用力咬了咬唇,她轉過首來,背對著他,用顫抖的手指整理衣襟上的褶皺,順便悄悄抹去眼角淚珠。
馬車上,她縮手縮腳坐在他對面,始終埋著腦袋,兩根手指在袖口下翻來覆去地纏繞、松開,互相摩挲。
她必須得給自己找點事做,否則根本無法與他共同呼吸一片空氣。然而即便是這樣,她也仍有種瀕臨窒息的惶恐感。
他的氣場太過強大攝人,氣息太過凜厲肅殺,猶如毒氣一樣,令她一點點枯萎、皺縮,她幾乎迫不及待想要從這車廂里逃出去。

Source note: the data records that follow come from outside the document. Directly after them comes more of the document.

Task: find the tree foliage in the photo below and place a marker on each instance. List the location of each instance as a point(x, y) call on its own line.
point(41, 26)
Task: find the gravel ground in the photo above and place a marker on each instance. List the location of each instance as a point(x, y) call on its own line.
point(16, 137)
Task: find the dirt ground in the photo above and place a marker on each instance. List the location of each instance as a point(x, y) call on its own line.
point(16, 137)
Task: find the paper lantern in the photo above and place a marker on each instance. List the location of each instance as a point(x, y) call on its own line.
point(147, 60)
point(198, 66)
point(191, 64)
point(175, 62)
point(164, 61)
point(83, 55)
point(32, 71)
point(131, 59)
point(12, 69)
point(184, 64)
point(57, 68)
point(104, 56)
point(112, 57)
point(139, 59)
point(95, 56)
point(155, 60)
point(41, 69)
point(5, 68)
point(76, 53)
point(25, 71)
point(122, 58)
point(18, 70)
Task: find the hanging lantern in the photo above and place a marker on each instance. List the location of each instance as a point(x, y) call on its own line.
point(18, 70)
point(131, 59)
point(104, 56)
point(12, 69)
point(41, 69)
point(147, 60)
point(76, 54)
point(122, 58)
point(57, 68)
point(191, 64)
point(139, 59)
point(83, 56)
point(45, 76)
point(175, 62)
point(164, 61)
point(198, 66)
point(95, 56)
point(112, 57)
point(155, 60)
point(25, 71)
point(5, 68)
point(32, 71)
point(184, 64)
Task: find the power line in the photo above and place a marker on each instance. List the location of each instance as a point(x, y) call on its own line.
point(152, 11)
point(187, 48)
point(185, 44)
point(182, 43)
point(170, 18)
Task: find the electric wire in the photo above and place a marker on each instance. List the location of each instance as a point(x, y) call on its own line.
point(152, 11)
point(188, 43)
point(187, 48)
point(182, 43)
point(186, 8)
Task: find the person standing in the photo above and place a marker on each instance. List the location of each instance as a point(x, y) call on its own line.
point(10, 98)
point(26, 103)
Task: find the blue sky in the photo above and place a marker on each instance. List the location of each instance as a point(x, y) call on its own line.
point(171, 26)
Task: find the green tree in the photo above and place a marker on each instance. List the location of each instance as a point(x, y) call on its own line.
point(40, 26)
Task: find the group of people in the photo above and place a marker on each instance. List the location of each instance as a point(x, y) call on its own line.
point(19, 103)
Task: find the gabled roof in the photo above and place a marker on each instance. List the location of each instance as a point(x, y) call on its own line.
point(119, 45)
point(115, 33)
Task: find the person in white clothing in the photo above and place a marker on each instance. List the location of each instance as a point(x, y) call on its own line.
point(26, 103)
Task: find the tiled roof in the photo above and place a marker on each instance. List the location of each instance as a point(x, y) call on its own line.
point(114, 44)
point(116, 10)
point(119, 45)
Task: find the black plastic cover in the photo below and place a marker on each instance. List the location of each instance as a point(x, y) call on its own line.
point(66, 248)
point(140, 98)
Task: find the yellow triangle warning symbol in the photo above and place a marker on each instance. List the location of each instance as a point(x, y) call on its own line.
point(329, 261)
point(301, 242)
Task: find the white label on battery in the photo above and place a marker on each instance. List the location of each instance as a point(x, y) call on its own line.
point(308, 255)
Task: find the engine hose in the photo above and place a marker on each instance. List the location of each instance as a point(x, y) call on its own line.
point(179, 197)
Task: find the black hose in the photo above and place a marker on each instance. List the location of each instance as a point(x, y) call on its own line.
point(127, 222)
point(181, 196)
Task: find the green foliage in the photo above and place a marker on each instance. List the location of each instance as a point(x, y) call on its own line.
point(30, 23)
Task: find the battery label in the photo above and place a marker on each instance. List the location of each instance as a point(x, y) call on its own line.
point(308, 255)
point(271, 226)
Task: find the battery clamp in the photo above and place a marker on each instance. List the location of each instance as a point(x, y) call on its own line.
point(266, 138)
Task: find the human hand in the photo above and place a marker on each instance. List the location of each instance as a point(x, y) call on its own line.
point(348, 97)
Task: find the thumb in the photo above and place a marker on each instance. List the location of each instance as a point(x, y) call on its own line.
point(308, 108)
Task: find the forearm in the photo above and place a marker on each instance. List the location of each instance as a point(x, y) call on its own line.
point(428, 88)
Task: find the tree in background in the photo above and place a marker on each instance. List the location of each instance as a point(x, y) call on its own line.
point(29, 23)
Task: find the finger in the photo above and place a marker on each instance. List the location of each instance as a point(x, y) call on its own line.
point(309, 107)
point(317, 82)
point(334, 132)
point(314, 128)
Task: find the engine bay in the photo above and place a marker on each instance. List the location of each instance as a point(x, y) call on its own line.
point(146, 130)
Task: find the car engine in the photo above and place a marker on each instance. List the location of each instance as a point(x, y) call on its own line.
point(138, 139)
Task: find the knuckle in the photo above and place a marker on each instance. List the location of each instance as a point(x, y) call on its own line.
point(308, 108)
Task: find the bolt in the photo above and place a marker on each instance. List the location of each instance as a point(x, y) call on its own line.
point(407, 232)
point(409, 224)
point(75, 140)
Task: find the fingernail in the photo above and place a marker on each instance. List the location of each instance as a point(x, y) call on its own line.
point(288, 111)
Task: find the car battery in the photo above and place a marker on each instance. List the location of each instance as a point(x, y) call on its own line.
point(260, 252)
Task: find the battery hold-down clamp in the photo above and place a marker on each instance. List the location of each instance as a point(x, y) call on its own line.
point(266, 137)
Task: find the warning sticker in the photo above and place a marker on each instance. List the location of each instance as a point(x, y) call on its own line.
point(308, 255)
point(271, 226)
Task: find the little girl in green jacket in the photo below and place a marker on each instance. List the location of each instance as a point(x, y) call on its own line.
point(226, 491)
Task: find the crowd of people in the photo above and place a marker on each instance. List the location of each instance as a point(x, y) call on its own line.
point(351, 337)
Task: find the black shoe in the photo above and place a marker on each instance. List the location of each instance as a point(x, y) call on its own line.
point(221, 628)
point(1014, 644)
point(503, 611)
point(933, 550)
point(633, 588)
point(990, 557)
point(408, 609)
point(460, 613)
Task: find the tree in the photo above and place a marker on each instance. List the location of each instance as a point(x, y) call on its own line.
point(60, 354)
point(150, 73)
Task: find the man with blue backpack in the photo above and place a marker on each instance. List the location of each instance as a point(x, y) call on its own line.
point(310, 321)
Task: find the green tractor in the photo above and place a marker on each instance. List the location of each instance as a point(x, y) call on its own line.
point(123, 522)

馬車駛過一條石路,顛簸不停,姜暖不得不松開勾纏的手指,牢牢攥住座位旁扶手,眼睛卻不由自主飄向了窗外。
好難受。好想逃走。
眼淚止不住又啪嗒往下掉,她皺起秀氣的鼻尖,拿袖角輕輕擦拭,卻始終沒有抬頭。
“你哭給誰看呢?”他的聲音肅沉地響起,帶著質問與不悅,修長手指在窗框上突兀地敲了兩下。
自上車起,他便冷著臉,一瞬不瞬地盯著她,將她的每一個細微表情都收入眼底,心中的不滿與慍怒,呈幾何級數增長。
姜暖脊背微顫,抽抽鼻子,努力想要忍住淚意,不成想卻適得其反,這些天的委屈一股腦都噴發出來,眼淚更加劈里啪啦往出砸。